Я не могу сломать тебя, молча обратился я к двери. Не могу ни расплавить тебя, ни просверлить, ни выбить. Как такая мелочь, как ключ, может открыть тебя?

Герцог Джиллард сидел в нескольких футах от меня и наблюдал за мной. Остальные вернулись в коридор пошире, чтобы обсудить более сложные и менее осуществимые способы спасения Томмера.

– Нет никакой надежды? – спросил Джиллард. – Я построил темницу для врагов, из которой невозможно убежать, и теперь они уловили в нее душу мою.

Выход есть. Должен быть.

Колокольный звон эхом заметался по темнице, отражаясь от стен; высота звука слегка менялась, пока он не превратился в пугающий хор.

– Четыре утра, – сказал Джиллард. – Как полагаешь, когда убийца вновь станет мучить Томмера своей адской пылью?

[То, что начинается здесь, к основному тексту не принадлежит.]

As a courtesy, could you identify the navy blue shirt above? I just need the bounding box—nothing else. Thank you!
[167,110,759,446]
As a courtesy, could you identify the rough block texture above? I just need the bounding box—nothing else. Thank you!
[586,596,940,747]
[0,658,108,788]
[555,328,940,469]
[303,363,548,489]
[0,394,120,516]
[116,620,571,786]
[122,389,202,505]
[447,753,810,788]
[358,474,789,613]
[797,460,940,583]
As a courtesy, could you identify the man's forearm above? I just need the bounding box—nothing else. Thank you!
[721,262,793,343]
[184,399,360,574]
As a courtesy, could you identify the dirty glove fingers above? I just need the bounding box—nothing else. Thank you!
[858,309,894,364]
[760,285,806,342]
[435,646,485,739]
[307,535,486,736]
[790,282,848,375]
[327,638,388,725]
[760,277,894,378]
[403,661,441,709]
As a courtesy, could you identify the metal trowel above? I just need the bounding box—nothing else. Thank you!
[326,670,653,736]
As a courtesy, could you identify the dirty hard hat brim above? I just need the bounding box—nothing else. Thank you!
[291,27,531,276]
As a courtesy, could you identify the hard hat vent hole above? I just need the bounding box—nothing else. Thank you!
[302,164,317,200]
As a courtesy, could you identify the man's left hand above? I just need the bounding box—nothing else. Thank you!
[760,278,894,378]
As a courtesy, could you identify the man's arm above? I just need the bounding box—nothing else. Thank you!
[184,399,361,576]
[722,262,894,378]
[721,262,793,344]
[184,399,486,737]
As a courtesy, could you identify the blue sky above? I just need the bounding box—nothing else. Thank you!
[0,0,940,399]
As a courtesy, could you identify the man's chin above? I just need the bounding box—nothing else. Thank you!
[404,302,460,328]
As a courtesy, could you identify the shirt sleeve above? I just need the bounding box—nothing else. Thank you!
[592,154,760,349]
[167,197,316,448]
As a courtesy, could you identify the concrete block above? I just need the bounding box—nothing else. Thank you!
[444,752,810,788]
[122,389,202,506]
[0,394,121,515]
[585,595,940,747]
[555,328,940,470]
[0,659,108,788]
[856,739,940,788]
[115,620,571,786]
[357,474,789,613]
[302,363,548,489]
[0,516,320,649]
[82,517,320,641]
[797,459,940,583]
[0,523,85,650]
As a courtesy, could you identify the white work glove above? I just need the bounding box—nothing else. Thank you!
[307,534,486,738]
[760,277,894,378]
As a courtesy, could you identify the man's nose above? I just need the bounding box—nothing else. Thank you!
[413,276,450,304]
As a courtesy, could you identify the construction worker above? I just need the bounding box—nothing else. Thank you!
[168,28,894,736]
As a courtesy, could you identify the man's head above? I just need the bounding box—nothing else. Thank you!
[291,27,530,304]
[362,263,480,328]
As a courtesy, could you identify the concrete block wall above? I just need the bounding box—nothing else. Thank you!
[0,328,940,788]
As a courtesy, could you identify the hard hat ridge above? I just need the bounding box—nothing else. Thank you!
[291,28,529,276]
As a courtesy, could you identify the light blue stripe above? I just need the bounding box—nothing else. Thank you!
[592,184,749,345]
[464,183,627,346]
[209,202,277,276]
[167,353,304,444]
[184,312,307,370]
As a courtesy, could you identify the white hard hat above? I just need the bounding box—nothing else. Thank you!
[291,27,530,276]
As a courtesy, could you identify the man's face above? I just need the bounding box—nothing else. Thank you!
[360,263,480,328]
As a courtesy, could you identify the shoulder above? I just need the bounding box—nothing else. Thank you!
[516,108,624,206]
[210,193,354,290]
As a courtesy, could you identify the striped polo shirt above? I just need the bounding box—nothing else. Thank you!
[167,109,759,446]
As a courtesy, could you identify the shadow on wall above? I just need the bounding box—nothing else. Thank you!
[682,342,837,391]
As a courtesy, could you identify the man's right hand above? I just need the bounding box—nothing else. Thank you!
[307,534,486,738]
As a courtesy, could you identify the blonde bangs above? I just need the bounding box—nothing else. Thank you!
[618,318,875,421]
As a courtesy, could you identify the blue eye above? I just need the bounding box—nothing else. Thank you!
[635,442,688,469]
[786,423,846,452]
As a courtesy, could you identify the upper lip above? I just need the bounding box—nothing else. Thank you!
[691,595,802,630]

Глаза его наполнились страданием: он вполне осознавал свою вину в том, что произошло. Герцог поглядел на прорези в двери.

– В первый день, когда Томмера схватили, я привел колдуна. Очень дорогого. Говорили, что это он произнес заклинание и разрушил стены замка в Невилле.

– И что он сказал?

Джиллард хрипло рассмеялся.

– Сказал, что если я хочу разрушить стены дворца, то за определенную плату он за это возьмется.

– Но не дверь?

– Железо, – объяснил герцог. – Все дело в нем. Оно ослабляет силы, которые насылает колдун.

– Как это вообще работает? – спросил я, не ожидая ответа. Ненавижу магию.

– Кто знает? – ответил Джиллард. – Они говорят загадками и стихами, все эти колдуны и маги. Порой я ненавижу магию и всех, кто ей занимается. Надо было бросить этого наглого ублюдка в темницу, но, если ты пойдешь против одного, считай, что пошел против всех колдунов на свете.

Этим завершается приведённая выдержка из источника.